Jody-Thanks for the pictures. 
I use the mulching set-up, not the chute. Wouldn't that improve preformance? Why do you use the chute if mulching? (vs. a mulching plug?)


----------



## jodyand (Sep 16, 2003)

John
I use the chute because its a 30+year old mower and they didn't have mulching set-up for that deck. Now on my Cub i use the mulching set-up and am going to get the Gators for it very soon and will see how it work with the plug in and out on it.
Jody


----------



## guest2 (Dec 27, 2003)

The blades on the craftsman 48" deck might be better than the originals on the 50", but now they offer two other part #'s for the 50" one is a premium and the other a high lift. The originals were real junk. Hit the slightest thing and they were bent, even just scalping would bend them. The gators are much stronger and stay sharper longer. I never tried either of the other two sears had and probably never will. Now I just use gators w/o the deflector, it's like a whole different mower.


----------



## guest2 (Dec 27, 2003)

Just saw a post elsewhere that says the model # for the 48' deck gator blades is 95-915.


----------



## aegt5000 (Feb 22, 2004)

Like Ed said, I have not been able to find Gators for the 48" deck.
I will call Monday and see about the 95-915 number.

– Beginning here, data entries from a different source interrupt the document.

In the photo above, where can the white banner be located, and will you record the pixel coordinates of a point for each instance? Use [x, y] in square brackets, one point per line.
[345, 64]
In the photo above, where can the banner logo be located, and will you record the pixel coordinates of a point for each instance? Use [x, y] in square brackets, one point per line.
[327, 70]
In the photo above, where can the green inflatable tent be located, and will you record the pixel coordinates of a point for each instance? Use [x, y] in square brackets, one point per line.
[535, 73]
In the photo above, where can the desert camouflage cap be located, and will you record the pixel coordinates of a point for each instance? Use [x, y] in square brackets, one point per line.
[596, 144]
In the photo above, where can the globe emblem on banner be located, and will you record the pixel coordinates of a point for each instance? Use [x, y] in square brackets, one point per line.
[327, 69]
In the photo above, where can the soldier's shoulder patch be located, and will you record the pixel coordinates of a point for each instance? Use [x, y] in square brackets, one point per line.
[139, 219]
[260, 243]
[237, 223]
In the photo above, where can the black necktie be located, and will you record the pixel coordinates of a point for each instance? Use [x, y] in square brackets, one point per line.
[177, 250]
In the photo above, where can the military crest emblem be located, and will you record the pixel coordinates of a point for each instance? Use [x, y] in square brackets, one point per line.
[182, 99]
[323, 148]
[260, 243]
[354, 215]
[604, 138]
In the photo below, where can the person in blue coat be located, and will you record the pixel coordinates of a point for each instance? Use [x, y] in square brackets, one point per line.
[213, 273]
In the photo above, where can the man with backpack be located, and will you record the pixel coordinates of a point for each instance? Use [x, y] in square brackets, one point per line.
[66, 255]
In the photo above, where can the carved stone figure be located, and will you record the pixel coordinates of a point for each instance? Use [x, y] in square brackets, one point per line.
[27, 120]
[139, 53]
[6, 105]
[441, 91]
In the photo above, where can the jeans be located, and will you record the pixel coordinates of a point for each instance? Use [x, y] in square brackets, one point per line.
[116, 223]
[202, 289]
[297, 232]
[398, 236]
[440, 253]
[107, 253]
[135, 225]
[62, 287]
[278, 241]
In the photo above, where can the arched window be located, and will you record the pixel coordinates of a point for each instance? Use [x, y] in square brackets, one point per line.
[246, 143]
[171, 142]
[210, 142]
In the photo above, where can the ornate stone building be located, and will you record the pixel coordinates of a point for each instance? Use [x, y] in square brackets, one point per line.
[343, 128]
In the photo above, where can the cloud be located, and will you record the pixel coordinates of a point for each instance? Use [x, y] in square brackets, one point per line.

As far as oil, I have always used 10W-30 in mine. I don't switch
oils in winter because the tractor is kept in my heated garage so it never starts "Cold". (I love spoiling it)


----------



## Argee (Sep 17, 2003)

I purchased the mulch kit for my 48" deck. The blades look pretty stout. I'm trying to minimize the incredible suck those high lift blades generate. When I crank up the mower deck, it sounds like a jet turbine winding up for take off.:lmao:

As I was cutting near the wifes mulched flower beds last year, the high lift blades sucked all the mulch from her beds....she was out in the yard later that day and asked "What happened to all that mulch I put in?" :tellyou:....I just smiled sheepishly and replied "I dunno, wind must have blown it out!" :dazed:


----------



## Chris (Sep 15, 2003)

Yeah, the wind did it...   

2funny


----------



## Argee (Sep 17, 2003)

Well she caught on when we were doing the fall cleanup and I used the mower deck to windrow some pine needles(straw).


----------



## aegt5000 (Feb 22, 2004)

I ordered a set of Gator blades for my 48” (Sears GT5000)
from Agri-Supply (800 345-0169).
The Gator part number 95-915 posted by sixchows is correct
and ties to Agri-Supply item number 55560.
I told the guy there was some uncertainty on my part if the
blades will fit the 48” deck but he assured me they had sold
a bunch of them and that the blades are for my 48” deck..


----------



## Argee (Sep 17, 2003)

I am tempted to pick up a set, but with the stoutness of the blades on the 48" deck I think I'll see how these work out. Keep us posted with your reaction to the Gators.


----------



## Chris (Sep 15, 2003)

How much for this set of blades?

Andy


----------



## aegt5000 (Feb 22, 2004)

The Gators were $7.99 each, you need 3


----------



## Chris (Sep 15, 2003)

Cool --- Thanks! 

Andy


----------



## Live Oak (Dec 22, 2003)

I wonder if a set of these are made that would fit on my 72" mid mounted mower? :truth: Would be great for mulching up leaves.


----------



## tjw in kans (Oct 10, 2003)

anyone received gator blades yet for 48" deck gt5k? the price looks reasonable for a spare set of blades, are they heavier than the stock blades and do they have a tooth looking cutting area where the stock blades are a flat cutting area, how do they work for you and are they any quiter than stock blades? thank for any info on a gt5k only.


----------



## Argee (Sep 17, 2003)

> _Originally posted by aegt5000 _
> *The Gators were $7.99 each, you need 3 *


That's cheaper than the OEM blades!!


----------



## Live Oak (Dec 22, 2003)

The OEM blade for my 72" mower are over $20 each! Ouch! :dazed:


----------